For the uninitiated, a “certificate” in an 18xx game is a share in a public or privately held company. Whether it’s the director’s share that represents 20% of a public company, a normal share that represents 10% of a public company, or a deed representing 100% ownership of a private company, each count as one certificate as each is just one “piece of paper”.
A “certificate limit” means you cannot hold more than N pieces of paper that represent shares of public or private companies.
Why does a certificate limit exist
I think Tom Lehman puts it pretty well here.
The certificate limit is an artificial limit to compensate for the artificial investment situation of 18xx games, where there is no opportunity to make alternative investments outside of RRs.

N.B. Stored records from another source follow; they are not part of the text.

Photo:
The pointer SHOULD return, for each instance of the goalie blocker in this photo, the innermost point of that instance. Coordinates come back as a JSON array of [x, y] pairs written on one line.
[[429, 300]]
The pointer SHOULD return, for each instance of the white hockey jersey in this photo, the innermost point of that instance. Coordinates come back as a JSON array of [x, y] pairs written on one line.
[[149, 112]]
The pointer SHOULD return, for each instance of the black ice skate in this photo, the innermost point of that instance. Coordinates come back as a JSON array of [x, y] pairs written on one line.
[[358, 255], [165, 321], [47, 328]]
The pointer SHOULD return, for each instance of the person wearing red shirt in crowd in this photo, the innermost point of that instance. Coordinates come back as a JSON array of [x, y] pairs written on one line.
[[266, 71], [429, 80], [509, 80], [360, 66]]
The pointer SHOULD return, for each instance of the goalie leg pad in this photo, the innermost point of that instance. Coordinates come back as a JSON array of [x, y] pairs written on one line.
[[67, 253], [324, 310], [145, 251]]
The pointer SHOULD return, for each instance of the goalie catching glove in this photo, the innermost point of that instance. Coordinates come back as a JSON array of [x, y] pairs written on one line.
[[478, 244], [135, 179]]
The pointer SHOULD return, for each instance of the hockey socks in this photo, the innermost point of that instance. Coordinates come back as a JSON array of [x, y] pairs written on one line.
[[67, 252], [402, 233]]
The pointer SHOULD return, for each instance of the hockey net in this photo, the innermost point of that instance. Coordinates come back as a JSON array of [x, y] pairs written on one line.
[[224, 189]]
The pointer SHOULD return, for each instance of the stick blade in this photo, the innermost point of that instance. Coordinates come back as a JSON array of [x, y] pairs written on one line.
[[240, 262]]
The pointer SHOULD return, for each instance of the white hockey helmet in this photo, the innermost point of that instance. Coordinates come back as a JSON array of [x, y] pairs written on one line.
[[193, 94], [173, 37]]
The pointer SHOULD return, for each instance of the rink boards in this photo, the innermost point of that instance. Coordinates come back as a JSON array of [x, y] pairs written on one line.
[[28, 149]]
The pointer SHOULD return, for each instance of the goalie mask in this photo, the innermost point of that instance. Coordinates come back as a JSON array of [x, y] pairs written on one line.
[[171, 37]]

I think this is a great answer in the context of 1846, however I prefer describing it this way in the context of all 18xx games:
A certificate limit becomes necessary when the collective capital of players exceeds investment opportunities available -- be they railroad companies or not.
To explain this a bit, let’s look at the earlier stock rounds of an 18xx game. Players attempt to find the best value shares and put themselves in position to acquire them. At this point in the game, does a certificate limit matter? Well… not really. There are ample places to invest and hard decisions to be had about where a player’s money should go. The limiting factor is not the number of investment opportunities available, but a player’s capital to invest into those shares.
However, for most 18xx titles, there is an inflection point in the game where that limiting factor changes. As more companies get floated, get set up with routes, and start buying permanent trains, players start to have more money than shares that are available for purchase. At this point, players have the capital to sell out every company. The certificate limit reintroduces a different limiting factor, not of capital but of quantity. The limit ensures there is still a decision space to prioritize good shares over bad ones because if at the end of the game, a player could buy every share available, shares are purchased not because they are good but because they exist -- which ultimately contributes to runaway leaders and boring stock rounds.
A certificate limit keeps the latter stock rounds interesting and early leaders from running away with the game.
Though I will say the strategies to get around cert limit are (personally) one of the most fun aspects of 18xx.